COCKERMOUTH, England — Raging floods engulfed northern England's picturesque Lake District on Friday following the heaviest rainfall ever recorded in Britain, killing a police officer and trapping dozens in their swamped homes.
Military helicopters winched dozens of people to safety and emergency workers in bright orange inflatable boats rescued scores more after an unprecedented deluge.
British soldiers conducted house-to-house searches for those trapped by floods as deep as 8 feet. Troops also dropped down on lines from Royal Air Force helicopters, breaking through rooftops to pluck people to safety.
Constable Bill Barker, 44, died as he joined rescue attempts, swept into the surging waters when a major bridge collapsed. Emergency services said more than 200 people were rescued in the hardest-hit town, Cockermouth, and about 1,000 homes were flooded.
In a message to local officials, Queen Elizabeth II said she was ''deeply concerned and saddened by the dreadful flooding across Britain.'' British Prime Minister Gordon Brown said Barker ''was a very heroic, very brave man.''
Britain's Met Office said a record 12.3 inches of rain fell in 24 hours in the area.
Cockermouth, a market town 330 miles northwest of London, lies at the junction of the Cocker and Derwent rivers and is known as the birthplace of poet William Wordsworth. The flood was ''of biblical proportions,'' local House of Commons lawmaker Tony Cunningham said.
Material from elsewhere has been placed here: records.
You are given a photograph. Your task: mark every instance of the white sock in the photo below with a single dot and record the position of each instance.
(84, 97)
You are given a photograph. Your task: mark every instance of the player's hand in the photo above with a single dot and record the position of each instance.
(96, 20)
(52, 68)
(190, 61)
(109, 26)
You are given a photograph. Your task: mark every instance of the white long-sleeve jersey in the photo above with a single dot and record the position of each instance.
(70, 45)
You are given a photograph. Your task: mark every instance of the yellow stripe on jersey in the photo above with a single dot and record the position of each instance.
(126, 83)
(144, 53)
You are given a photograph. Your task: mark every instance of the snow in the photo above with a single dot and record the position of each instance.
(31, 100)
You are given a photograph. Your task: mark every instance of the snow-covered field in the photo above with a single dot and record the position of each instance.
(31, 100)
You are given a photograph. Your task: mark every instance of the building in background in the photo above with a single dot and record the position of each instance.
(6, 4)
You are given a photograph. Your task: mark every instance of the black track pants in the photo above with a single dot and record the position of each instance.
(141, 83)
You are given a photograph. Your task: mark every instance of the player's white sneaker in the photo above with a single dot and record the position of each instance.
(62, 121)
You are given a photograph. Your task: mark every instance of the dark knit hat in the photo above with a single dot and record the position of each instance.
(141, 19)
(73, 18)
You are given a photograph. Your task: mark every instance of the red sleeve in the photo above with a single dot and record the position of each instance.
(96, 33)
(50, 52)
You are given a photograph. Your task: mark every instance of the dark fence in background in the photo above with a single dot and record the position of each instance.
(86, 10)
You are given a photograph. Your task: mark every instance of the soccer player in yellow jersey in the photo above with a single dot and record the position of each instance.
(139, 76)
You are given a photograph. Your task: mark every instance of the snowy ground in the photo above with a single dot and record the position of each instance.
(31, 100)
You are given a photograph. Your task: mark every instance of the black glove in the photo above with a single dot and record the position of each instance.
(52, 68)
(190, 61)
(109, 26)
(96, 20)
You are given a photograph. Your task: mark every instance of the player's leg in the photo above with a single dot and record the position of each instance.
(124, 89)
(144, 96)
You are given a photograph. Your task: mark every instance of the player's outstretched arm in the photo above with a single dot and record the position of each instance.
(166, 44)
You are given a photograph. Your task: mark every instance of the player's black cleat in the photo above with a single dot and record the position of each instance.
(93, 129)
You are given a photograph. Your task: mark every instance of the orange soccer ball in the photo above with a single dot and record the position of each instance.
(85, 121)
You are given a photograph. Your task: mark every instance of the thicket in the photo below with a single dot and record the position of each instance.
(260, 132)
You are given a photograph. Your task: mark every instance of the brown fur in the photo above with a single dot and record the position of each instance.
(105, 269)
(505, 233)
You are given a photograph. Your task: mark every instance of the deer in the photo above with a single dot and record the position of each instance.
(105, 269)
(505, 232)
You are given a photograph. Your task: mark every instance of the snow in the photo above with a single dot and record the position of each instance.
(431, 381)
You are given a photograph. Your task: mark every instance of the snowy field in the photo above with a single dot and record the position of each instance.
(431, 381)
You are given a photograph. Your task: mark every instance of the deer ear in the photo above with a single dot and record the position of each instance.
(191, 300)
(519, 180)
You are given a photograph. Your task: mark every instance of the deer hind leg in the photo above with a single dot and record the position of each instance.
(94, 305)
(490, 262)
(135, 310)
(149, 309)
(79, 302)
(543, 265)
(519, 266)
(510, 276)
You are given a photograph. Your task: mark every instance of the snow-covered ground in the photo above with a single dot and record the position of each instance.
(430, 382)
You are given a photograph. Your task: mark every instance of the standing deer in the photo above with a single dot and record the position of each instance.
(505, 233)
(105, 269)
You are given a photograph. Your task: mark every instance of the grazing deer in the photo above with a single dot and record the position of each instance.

Heavy rain and gales also brought widespread flooding to Ireland, as more than 3 feet of water shut down the center of the country's second-largest city, Cork, and more than a dozen towns and villages. The Irish army was used to rescue the stranded from waist-deep floodwaters and a helicopter winched to safety a County Galway family of five, including the 87-year-old grandmother.